Project Leader：NAGANO, Takanori (Graduate School of Agriculture Science, Kobe University)
Collaborators： FUJIHARA, Yoichi (Department of Environmental Science, Ishikawa Prefectural University)
KOZAN, Osamu(Center for Southeast Asian Studies, Kyoto University)
WATANABE, Kazuo (Center for Southeast Asian Studies, Kyoto University)
HOSHIKAWA, Keisuke (Center of Integrated Area Studies, Kyoto University)
Outline of Research:
This research will link local weather conditions and global atmospheric circulation to damage which occurred at village community scale (especially in regards to agriculture) in years where extreme weather occurred in the last 50 years in Southeast Asia. This study will be carried out through the following three steps:
(1) Data about agricultural damage caused by extreme weather will be obtained from field survey records and historical official documents.
(2) An analysis of the relation between observed precipitation data and results of (1).
(3) The relation between spatial/time-series distribution of precipitation and atmospheric circulation will be analyzed using re-analysis climate datasets.
The purpose of this research is to construct data to project and mitigate the impact of climate change caused by global warming on agricultural activities and production.
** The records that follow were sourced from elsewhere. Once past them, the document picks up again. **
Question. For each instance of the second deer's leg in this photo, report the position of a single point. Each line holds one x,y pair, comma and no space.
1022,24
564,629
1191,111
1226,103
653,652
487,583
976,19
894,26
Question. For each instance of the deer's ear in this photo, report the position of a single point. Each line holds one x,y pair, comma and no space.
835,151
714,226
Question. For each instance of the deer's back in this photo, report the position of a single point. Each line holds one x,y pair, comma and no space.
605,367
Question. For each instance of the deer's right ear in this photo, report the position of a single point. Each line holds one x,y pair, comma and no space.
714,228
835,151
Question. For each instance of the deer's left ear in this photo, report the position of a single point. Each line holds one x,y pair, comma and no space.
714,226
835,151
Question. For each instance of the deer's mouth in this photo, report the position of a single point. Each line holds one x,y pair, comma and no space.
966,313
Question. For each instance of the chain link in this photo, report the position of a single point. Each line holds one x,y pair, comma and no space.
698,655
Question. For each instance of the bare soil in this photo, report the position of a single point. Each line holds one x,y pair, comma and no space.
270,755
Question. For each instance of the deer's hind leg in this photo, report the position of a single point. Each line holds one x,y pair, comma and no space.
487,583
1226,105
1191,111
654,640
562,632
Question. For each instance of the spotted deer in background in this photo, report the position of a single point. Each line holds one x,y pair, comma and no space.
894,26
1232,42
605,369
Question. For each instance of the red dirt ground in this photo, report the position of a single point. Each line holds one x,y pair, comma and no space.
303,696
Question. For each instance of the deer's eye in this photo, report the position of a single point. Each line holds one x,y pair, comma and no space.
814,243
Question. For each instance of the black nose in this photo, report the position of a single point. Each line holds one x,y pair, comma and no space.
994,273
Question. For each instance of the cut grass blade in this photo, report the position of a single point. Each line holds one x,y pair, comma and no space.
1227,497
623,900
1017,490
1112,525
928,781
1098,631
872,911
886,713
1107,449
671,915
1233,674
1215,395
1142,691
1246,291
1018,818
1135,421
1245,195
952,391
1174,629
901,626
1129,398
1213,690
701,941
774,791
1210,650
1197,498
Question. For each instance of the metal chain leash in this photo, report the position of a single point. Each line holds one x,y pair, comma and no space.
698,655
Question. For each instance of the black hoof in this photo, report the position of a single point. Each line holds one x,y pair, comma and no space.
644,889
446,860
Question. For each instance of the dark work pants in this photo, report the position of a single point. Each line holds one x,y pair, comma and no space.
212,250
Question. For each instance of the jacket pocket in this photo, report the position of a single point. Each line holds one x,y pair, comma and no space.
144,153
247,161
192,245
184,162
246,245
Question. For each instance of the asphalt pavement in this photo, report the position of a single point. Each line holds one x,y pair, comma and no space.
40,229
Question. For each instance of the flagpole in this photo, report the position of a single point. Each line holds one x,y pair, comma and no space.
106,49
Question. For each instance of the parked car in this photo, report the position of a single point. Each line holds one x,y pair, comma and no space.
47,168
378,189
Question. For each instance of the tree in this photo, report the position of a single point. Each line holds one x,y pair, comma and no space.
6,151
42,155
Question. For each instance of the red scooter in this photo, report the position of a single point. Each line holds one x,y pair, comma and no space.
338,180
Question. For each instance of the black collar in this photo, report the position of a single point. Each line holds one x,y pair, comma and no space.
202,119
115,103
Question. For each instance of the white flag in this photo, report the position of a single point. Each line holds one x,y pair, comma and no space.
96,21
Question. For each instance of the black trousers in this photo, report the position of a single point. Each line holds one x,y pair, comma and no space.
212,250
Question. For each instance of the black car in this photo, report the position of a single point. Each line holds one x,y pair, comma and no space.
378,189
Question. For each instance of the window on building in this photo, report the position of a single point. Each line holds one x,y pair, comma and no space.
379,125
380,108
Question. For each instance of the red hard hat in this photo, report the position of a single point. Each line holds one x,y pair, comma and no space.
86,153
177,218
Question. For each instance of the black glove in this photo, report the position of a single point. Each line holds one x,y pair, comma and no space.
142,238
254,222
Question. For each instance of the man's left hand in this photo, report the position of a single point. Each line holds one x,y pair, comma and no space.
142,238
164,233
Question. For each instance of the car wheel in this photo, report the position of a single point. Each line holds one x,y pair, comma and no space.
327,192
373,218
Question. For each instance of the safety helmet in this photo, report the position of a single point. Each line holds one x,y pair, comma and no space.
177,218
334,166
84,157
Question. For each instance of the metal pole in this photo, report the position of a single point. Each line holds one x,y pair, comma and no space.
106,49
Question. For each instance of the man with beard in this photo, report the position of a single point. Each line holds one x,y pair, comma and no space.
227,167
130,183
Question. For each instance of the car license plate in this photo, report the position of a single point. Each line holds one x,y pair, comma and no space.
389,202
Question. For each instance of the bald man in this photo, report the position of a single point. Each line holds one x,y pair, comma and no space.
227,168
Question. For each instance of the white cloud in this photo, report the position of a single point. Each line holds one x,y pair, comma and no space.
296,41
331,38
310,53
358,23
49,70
Though local effects of global warming such as changes in precipitation amount have been already projected by various researchers and organizations, the consequences of such extreme weather vary depending of the socio-economic situations of communities and the level of infrastructure, as clearly seen in the flood disaster in Thailand in 2011. This research is expected to provide valuable information to project damages under present and future social conditions as records of field surveys and historical official documents often contain information about the background of disasters as well as the situation of damage caused.
This research attempts to develop a methodology to utilize reanalysis climate data in area studies. Re-analysis climate datasets have been mostly used in climatology, meteorology and hydrology.They can be highly useful for area studies as re-analysis data can provide information about quasiperiodic climate patterns such as El Niño-Southern Oscillation (ENSO) which greatly affected livelihood of local society in the Southeast Asia.